Owners can increase their business value by developing and implementing an exit strategy. If you have (or might have) an interest in selling your publishing business at any time in the next five years, beginning to get these things in order will help maximize your company’s value in any market conditions.

§ 4 Responses to What’s a Seller to Do?

  • Kevin says:

    Don, great article.

    Building
    Our business has worked with an M&A firm right from the start. We did this for two reasons, resiliency and possible exit strategy. Doing this ensured that all business systems are in place, documented and functional – a big win when it’s time to exit. By building our business like it is always for sale, it runs smooth. Hasn’t been easy, but when it comes time to sell, we’ll be ready at any point in our growth. It might be in our long term strategy, but it’s not our immediate focus, and it’s there when the time comes.

    Running
    Having said that, running a business like you’re going to run it forever is great for staff retention, nobody wants to be a part of a flash in the pan – they want to be a part of building something meaningful. It’s difficult to keep some staff when the goal is to sell – they don’t see it as a long term position and act accordingly. Commitment from founders, shareholders and staff has to be long term, for customers and for the value of the business – this is where the real value is created and what makes certain brands more desirable than others.
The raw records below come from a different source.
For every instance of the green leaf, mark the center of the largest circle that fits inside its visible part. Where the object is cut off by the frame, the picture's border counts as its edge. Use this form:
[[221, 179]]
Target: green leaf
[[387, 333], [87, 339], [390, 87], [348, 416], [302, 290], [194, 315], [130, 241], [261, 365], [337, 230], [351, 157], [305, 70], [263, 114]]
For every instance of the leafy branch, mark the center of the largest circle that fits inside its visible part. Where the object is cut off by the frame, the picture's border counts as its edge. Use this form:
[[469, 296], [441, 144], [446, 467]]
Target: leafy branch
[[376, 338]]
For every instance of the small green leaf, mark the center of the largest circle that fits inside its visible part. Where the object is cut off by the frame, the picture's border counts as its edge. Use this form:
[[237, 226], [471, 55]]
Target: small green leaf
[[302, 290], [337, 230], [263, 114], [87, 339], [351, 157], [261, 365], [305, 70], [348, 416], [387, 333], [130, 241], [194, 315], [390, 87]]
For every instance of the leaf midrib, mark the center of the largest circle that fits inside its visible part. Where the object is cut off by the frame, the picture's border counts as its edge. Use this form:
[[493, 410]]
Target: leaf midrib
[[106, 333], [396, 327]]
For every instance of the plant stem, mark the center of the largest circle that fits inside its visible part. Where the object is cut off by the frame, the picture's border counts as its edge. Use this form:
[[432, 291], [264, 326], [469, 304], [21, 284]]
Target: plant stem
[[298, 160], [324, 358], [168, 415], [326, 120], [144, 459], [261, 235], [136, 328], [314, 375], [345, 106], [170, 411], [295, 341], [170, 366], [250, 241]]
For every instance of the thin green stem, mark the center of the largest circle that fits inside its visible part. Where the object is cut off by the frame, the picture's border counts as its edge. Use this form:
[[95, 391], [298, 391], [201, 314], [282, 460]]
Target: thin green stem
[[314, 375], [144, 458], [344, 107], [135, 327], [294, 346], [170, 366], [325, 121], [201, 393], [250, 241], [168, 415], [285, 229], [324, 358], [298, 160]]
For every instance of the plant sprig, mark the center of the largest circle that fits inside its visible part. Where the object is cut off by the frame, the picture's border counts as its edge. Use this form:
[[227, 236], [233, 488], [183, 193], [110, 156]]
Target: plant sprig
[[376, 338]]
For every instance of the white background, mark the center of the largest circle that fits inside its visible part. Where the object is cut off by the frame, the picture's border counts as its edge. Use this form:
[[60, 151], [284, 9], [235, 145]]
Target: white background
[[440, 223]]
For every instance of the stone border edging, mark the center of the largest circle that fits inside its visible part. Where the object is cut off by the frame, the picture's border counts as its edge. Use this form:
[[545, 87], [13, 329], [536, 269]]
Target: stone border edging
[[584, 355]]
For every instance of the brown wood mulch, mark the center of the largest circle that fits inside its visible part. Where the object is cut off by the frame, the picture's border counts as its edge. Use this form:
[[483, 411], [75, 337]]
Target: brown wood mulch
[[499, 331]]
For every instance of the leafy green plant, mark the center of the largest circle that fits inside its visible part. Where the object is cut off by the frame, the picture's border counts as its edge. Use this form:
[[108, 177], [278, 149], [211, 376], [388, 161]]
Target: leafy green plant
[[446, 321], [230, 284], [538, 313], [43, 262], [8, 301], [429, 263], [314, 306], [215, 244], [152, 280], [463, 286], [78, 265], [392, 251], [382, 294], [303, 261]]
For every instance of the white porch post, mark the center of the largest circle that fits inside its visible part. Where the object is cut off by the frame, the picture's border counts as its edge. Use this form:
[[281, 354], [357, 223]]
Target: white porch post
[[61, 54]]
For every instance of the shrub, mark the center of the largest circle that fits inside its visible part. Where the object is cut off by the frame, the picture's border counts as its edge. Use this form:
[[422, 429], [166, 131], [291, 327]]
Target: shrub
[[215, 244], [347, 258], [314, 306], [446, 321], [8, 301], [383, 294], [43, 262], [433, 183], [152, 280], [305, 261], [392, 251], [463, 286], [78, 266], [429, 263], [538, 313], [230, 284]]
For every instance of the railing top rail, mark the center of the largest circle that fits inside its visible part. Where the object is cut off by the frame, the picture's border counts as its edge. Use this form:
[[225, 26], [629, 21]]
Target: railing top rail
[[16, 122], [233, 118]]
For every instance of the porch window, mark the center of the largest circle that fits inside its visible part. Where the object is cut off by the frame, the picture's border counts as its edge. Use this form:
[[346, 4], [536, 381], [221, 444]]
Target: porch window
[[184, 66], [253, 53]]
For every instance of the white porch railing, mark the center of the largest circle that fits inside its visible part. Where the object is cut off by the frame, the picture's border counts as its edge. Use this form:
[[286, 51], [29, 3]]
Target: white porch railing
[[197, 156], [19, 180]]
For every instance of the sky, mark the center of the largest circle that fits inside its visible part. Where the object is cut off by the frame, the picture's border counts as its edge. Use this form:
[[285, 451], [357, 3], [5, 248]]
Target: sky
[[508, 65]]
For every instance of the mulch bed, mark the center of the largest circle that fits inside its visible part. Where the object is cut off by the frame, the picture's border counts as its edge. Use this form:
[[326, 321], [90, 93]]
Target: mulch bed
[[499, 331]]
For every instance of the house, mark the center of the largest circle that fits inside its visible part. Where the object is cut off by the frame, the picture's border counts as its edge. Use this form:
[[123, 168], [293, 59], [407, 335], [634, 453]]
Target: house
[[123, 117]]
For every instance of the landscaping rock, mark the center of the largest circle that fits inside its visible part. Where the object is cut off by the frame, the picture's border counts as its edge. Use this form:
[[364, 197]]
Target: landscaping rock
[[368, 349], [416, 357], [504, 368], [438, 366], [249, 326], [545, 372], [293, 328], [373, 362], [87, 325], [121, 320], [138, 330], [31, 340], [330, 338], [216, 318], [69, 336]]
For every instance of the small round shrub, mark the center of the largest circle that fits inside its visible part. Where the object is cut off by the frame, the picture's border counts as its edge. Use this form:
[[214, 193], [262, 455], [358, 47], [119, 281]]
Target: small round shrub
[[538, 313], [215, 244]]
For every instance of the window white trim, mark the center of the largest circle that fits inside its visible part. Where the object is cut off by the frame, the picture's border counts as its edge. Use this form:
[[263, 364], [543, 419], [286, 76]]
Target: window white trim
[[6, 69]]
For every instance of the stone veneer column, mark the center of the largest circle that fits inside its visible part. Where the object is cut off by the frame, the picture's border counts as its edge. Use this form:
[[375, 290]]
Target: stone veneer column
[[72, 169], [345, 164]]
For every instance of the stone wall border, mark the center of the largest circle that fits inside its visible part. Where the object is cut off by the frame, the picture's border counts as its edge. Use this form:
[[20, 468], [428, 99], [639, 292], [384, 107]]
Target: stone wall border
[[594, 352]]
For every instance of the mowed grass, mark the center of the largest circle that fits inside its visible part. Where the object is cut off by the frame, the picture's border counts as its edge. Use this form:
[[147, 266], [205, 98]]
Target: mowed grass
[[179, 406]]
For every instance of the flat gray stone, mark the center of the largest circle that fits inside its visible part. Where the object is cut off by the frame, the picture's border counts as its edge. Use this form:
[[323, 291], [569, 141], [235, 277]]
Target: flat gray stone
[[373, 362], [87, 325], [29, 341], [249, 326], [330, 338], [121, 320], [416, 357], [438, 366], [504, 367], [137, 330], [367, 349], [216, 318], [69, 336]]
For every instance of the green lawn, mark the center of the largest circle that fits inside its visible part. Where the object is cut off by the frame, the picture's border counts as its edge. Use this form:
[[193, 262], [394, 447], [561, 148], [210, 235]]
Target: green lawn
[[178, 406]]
    There is a difference on how a company is built vs. how it is run.

    • Don Linn says:

      Great comment Kevin and I couldn’t agree more. On the other hand, there’s an old maxim that those of us in the M&A business have said to company owners and managers for years: “Run your business like it’s for sale every day…because it is.” The truth is that a potential buyer may show up at any time with a proposal that requires you to respond with some thought or care and being prepared is important. The other way most small to medium-sized companies are for sale every day is the fact that owners or key staff could get hit by the proverbial bus, forcing a sale. I’d always want to know what my company was worth and have its affairs in order should circumstances determine a sale is necessary and/or desirable.

  • Peter Turner says:

    I wonder what the trajectory of valuations is based on percent of net annual revenues. Is it still that 1X or less is a good deal for buyers? (I know a lot of factors go into this.) The decline in value of Sterling and Thomas Nelson, were striking, and I wonder if that trend is continuing.

  • Don Linn says:

    It’s a good question and one I’ll be addressing in a subsequent post but the short answer, as I suggested above, is that valuations have come down and the formulas for determining them have adjusted to reflect the new publishing climate.